All the Devils Are Here(108)



And this night had the makings of both.

Ten minutes later they were greeting Reine-Marie at the main gate.

“Hope you don’t mind my bringing Judith along,” said Madame Lenoir.

“God, no,” said Reine-Marie.

The Chief Librarian was legendary in Reine-Marie’s universe.

From an old aristocratic family, Judith de la Granger’s ancestors had owned, almost a millennium ago, the original chateau where the archives and museum now stood.

Slight, fine-boned, she radiated a fierce energy and intelligence. A lioness stuffed into a gerbil’s body.

“I hope you don’t mind my bringing my son-in-law,” said Reine-Marie, introducing Jean-Guy.

Reine-Marie explained that while he now worked in private industry in Paris, Jean-Guy had been a senior officer in homicide in the S?reté du Québec.

As they made their way to the reading room, Reine-Marie followed Jean-Guy’s eyes out the window and saw what he was staring at.

A dark spot against the sunset. Like an astigmatism in the eye.

A drone.

The Banque Privée des Affaires, for security reasons since the recent terrorist attacks, did not encourage weekend visitors. And the guard was more than a little suspicious of a junior executive who urgently needed to get in at seven on a Sunday evening.

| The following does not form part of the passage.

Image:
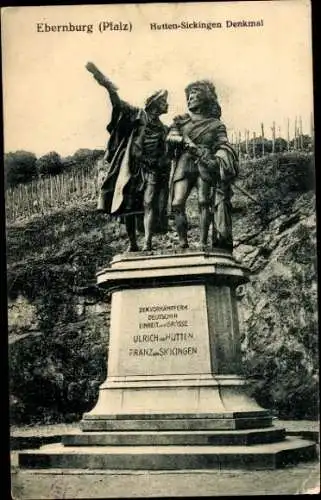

Even when, especially when, Daniel produced the JSPS card.

The guard looked at the card, then made a call.

“Can you come to the front desk please, patron. There’s someone here who has an ID in the name of Daniel Gamache. But he just gave me a card with someone else’s name. Yes, it is suspicious.”

“No—” Daniel began, then stopped when the guard put his hand up for him to be quiet.

A door opened and the supervisor came out. Not saying a word, he studied Daniel, then turned his attention to the card on the counter in front of the guard.

Picking it up, he looked at Daniel more closely, then, to the guard’s amazement, said, “Come with me.”

Séverine Arbour went over to the statue of Gustave Eiffel at the entrance to the Lutetia and was admiring this hero of France. A giant among engineers and innovators.

A man of vision, of courage, and of brute ambition.

While she studied the face of the great engineer, Gamache studied the faces of the hotel guests, to see if he recognized any from the annual reports. Reine-Marie had been right, of course. This was a rat’s nest.

At least one, probably more, of the people under that roof had been involved in the murder of Alexander Francis Plessner and the attack on Stephen.

They’d threatened, hounded, pursued, chased his family from their homes. All in an effort to make them go away.

And he wanted them to know it had not worked.

Far from going away, he’d come to them. For them.

“Madame Arbour?” he said, and together they walked down the long corridor, their footsteps echoing off the marble surfaces.

At bar Joséphine, they found a table against the wall and ordered drinks.

While Madame Arbour took a long sip of her red wine, Armand simply swirled his scotch, then put it back on the table.

“Recognize anyone?” he asked.

She looked around at the other patrons. Well-heeled, well-dressed. Mostly white, mostly French. Mostly older. They looked like them.

“No.”

But Gamache did. Over there, in a quiet corner, was the former head of the UN Security Council. She now sat on the GHS Engineering board. Joining her was another member of that board.

And there in the center of the room, holding court, was the head of a media conglomerate who also sat on the GHS board.

Loud and laughing, corpulent and confident, the man commanded attention.

Gamache continued to study the room. He’d become, through practice and necessity, very good at faces. He recognized most of the members of the board from news reports over the years. And their photographs in the annual report.

He suspected some, if not most, would have no idea that anything untoward was going on. They’d been flown to Paris on private jets, put up in a luxury hotel, were being pampered in advance of an annual rubber-stamp board meeting.

But some would know what was really happening. The question was, which ones? And which one had Stephen approached with a sackful of money?

As he looked around, not trying to conceal his interest, a few caught his eye and paused. Returning the stare of the distinguished stranger before turning away.

Yes, some in that room definitely knew what was going on.

He just wished he was one of them.

“I’ve never been to this hotel,” Séverine Arbour was saying. “I’d have expected it to feel different. Not so inviting.”

“Why do you say that?”

“Well, isn’t this where the Nazi interrogations happened?” She fixed him with a hard gaze. “Seems appropriate.”

He raised his brows. “You think you’re here for an interrogation?”

“Aren’t I? Not torture, you’re far too civilized for that. But you are trying to work out whose side I’m on, isn’t that right?”

Armand smiled and tilted his head slightly.

She was smart. Clever. He’d have to be even more careful than he’d thought.

“My job has made me suspicious,” he admitted. “But it’s also taught me not to prejudge. I am curious that by your own admission you began to suspect something months ago, but hadn’t yet found the results of the water test. Something this Xavier Loiselle found in minutes.”